Ağa Camisinin onarılma işleri 2014 yılında bitikten sonra açılışı, Vakıflar Genel Müdürlüğünün bağlı olduğu o dönemin Devlet Bakanı Bülent Arınç tarafından yapılır. Gazetelerin sayfalarına haber “Hüseyin Ağa Camii'ne Nazım Hikmetli Açılış” olarak yazılır. Açılışta Nazım Hikmet’in Cami şiirini okuyan Arınç, şiiri Nazım Hikmet’in yazdığına önce inanamaz, araştırma gereği duyar. Ve onarımı yapan firmaya teşekkür ederek, şilt takdim edilir. Oysa caminin tarihi izleri bu onarımla silinmiştir.
“Burada bütün gözleri bir siyah el bağlıyor,
Yalnız senin göğsünde büyük ruhun ağlıyor.
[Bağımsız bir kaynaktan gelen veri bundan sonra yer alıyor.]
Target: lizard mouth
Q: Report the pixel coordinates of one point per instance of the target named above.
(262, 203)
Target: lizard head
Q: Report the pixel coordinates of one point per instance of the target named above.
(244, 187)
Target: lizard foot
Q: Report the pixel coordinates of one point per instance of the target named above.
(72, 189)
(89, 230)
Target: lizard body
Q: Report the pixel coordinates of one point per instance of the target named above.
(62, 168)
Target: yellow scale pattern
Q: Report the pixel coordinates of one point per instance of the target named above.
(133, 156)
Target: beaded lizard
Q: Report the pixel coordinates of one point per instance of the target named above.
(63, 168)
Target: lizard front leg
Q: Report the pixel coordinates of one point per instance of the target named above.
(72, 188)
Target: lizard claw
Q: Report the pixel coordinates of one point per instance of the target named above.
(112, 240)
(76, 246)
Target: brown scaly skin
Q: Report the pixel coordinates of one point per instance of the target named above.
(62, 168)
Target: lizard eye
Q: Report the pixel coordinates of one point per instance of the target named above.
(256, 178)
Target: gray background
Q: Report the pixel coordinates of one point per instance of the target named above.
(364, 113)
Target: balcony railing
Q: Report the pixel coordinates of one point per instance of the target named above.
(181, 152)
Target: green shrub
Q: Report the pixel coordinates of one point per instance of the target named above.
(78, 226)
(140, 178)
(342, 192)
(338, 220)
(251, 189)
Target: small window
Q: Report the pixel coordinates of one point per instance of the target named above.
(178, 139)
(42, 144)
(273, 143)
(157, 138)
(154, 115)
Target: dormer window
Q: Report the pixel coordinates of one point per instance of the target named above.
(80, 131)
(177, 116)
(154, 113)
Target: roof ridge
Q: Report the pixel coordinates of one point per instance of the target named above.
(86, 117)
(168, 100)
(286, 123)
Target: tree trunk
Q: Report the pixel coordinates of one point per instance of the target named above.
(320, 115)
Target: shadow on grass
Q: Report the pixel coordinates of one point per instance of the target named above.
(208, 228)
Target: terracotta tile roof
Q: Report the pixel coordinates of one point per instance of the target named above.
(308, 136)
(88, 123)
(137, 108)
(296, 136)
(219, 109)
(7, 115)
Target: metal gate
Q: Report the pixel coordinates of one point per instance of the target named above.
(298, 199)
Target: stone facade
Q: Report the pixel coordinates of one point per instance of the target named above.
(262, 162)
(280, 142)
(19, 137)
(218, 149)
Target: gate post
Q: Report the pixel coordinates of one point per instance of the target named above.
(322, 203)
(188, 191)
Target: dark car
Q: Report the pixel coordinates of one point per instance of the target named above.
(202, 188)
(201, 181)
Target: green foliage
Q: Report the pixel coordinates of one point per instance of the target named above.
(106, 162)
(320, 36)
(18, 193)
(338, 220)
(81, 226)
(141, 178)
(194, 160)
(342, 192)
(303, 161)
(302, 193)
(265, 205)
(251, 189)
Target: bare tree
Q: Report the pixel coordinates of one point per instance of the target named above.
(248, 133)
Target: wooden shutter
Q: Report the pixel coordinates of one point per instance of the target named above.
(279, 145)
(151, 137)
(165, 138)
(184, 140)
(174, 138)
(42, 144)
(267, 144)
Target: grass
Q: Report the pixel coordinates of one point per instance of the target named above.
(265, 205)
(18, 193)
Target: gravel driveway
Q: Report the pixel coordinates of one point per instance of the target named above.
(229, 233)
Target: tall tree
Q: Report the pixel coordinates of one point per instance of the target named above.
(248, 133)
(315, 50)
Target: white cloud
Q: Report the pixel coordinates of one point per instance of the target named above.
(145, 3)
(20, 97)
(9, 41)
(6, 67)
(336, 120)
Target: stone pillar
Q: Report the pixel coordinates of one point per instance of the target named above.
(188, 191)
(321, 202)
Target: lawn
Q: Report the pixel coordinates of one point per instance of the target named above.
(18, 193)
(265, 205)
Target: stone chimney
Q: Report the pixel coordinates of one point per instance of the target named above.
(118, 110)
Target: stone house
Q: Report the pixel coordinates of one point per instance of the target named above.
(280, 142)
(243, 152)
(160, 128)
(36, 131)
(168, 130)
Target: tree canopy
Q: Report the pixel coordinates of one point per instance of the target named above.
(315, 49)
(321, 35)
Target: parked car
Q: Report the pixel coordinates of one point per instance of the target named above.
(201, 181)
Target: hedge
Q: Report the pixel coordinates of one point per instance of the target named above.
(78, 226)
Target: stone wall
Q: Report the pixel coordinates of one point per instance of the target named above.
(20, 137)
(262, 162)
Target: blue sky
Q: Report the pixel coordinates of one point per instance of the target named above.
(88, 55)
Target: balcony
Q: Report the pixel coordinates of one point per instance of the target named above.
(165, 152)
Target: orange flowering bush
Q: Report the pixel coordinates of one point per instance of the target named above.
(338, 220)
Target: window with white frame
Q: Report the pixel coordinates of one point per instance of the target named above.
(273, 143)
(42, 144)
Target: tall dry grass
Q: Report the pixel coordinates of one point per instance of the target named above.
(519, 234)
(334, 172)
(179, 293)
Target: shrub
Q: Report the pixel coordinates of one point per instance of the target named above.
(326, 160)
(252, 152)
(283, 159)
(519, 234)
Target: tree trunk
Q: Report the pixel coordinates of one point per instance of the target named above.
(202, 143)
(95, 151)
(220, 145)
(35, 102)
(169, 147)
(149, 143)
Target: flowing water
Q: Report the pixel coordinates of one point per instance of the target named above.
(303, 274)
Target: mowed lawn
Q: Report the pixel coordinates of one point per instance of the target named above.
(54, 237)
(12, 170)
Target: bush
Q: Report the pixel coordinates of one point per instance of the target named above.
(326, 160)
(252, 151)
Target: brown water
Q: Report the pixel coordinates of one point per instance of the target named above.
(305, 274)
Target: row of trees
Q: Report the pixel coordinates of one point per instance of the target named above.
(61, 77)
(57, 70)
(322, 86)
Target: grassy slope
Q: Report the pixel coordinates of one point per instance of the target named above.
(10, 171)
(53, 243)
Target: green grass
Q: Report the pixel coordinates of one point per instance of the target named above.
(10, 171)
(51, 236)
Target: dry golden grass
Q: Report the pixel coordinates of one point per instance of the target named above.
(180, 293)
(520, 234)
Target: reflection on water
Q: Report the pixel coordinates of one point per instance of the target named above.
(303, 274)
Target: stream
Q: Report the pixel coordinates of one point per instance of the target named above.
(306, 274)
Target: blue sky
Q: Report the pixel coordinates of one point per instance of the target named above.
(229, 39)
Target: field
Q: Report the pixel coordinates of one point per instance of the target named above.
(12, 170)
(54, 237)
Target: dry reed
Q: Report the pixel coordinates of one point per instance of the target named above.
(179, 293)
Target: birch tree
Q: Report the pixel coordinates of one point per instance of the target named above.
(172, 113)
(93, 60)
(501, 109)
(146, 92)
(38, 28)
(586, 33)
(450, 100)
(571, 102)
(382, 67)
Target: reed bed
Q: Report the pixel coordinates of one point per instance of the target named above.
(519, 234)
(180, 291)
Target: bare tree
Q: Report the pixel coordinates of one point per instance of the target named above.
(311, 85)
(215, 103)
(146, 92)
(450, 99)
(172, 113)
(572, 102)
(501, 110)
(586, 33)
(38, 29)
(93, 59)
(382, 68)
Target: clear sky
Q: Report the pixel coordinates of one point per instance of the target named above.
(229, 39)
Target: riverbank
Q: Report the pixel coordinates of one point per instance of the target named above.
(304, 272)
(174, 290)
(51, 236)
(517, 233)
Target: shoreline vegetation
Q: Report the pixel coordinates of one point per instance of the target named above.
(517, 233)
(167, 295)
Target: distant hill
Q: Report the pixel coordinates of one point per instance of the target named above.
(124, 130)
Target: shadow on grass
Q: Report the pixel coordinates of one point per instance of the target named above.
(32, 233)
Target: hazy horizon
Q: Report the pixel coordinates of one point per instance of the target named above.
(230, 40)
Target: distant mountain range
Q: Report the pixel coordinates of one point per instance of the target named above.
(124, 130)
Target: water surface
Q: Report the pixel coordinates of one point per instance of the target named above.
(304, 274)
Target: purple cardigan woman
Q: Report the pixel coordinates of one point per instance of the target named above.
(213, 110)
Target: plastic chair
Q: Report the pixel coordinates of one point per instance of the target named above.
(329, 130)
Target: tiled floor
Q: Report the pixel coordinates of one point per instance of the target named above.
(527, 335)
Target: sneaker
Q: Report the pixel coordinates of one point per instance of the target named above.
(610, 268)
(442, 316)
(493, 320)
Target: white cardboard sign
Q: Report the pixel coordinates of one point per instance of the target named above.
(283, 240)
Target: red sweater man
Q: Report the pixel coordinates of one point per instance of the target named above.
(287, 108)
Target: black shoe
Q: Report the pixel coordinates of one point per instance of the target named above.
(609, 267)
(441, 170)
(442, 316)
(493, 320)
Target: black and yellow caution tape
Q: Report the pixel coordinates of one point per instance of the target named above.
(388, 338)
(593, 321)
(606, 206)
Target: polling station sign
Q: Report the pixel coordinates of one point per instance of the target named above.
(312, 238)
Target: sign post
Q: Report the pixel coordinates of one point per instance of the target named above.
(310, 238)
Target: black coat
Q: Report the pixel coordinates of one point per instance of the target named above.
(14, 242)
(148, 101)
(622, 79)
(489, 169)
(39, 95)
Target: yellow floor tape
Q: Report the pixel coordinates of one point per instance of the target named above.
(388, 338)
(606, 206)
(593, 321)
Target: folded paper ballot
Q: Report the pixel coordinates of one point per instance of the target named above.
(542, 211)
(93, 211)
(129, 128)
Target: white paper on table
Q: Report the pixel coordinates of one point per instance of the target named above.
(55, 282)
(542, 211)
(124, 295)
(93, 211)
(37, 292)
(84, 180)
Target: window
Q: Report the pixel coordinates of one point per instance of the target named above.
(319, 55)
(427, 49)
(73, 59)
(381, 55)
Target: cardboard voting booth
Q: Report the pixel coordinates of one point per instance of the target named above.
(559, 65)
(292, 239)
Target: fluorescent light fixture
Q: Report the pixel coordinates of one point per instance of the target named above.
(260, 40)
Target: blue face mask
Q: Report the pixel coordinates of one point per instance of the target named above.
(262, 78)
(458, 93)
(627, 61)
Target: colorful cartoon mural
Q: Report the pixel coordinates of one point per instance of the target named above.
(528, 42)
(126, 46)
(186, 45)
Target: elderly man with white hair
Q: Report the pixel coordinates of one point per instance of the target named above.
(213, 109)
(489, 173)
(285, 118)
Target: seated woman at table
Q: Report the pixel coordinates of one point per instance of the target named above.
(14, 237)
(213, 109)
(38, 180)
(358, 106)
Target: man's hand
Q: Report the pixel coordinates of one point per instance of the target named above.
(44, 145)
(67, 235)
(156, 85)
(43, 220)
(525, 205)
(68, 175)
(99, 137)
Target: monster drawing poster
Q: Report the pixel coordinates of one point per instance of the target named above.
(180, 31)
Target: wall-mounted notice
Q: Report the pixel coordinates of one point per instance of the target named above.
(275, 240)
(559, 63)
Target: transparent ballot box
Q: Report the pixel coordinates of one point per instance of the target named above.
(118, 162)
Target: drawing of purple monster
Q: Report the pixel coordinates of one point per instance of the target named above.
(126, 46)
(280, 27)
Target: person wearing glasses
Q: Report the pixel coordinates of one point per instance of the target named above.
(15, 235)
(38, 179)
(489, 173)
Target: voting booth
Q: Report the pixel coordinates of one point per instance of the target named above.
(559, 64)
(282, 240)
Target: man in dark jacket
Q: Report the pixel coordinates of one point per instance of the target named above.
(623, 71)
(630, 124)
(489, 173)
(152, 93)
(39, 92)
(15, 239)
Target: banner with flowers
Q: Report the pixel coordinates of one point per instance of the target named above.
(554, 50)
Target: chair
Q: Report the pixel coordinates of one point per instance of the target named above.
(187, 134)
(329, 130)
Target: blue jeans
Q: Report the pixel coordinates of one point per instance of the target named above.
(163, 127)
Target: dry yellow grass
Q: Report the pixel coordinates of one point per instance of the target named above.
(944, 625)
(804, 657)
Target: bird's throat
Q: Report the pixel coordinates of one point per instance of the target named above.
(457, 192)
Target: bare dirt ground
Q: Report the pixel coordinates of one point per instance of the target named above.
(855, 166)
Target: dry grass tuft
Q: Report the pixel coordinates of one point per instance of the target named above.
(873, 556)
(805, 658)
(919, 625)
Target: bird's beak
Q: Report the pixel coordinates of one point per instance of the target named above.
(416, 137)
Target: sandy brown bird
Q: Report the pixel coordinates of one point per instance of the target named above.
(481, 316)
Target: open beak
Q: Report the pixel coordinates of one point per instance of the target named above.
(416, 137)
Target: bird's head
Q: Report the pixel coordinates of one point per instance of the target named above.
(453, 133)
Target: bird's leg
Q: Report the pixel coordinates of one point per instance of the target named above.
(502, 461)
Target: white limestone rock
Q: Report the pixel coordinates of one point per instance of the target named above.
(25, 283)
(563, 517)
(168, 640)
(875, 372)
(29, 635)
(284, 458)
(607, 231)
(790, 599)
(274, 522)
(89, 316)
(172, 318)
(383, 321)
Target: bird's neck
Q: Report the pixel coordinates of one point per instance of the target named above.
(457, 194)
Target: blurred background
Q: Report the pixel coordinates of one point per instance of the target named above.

Kendi elemim gibi anlıyorum ben bunu,
Anlıyorum bu yerde azap çeken ruhunu
Bu imansız muhitte öyle yalnızsın ki sen
Bir teselli bulurdun ruhumu görebilsen!
Ey bu caminin ruhu: Bize mucize göster
Mukaddes huzurunda el bağlamayan bu yer..” Ezanlar susup çan sesleri yükselince bu sözleri yazan Nazım Hikmet şimdi dünyada bütün bu insanlık dışı yaşanan savaşları, çocukları görseydi, kim bilir, nasıl kanatırdı ciğerimizi her bir hecede?
Harp görmüş, destan yazmış, istiklal mücadelesi vermiş, sadece vatanın edebiyatını yapmamış kurtuluş mücadelesi vermiş, vatanın çilesini de çekmişler. Bize bitmeyen tükenmeyen bir davanın şuurunu hâlâ ilahi bir esintiyle gönderen şairlerimizi andık. Ruhları şad olsun. Mevla'm tarihimizin izlerini yurdumuzdan, zihnimizden; nağmelerini, gönlümüzden sildirmesin.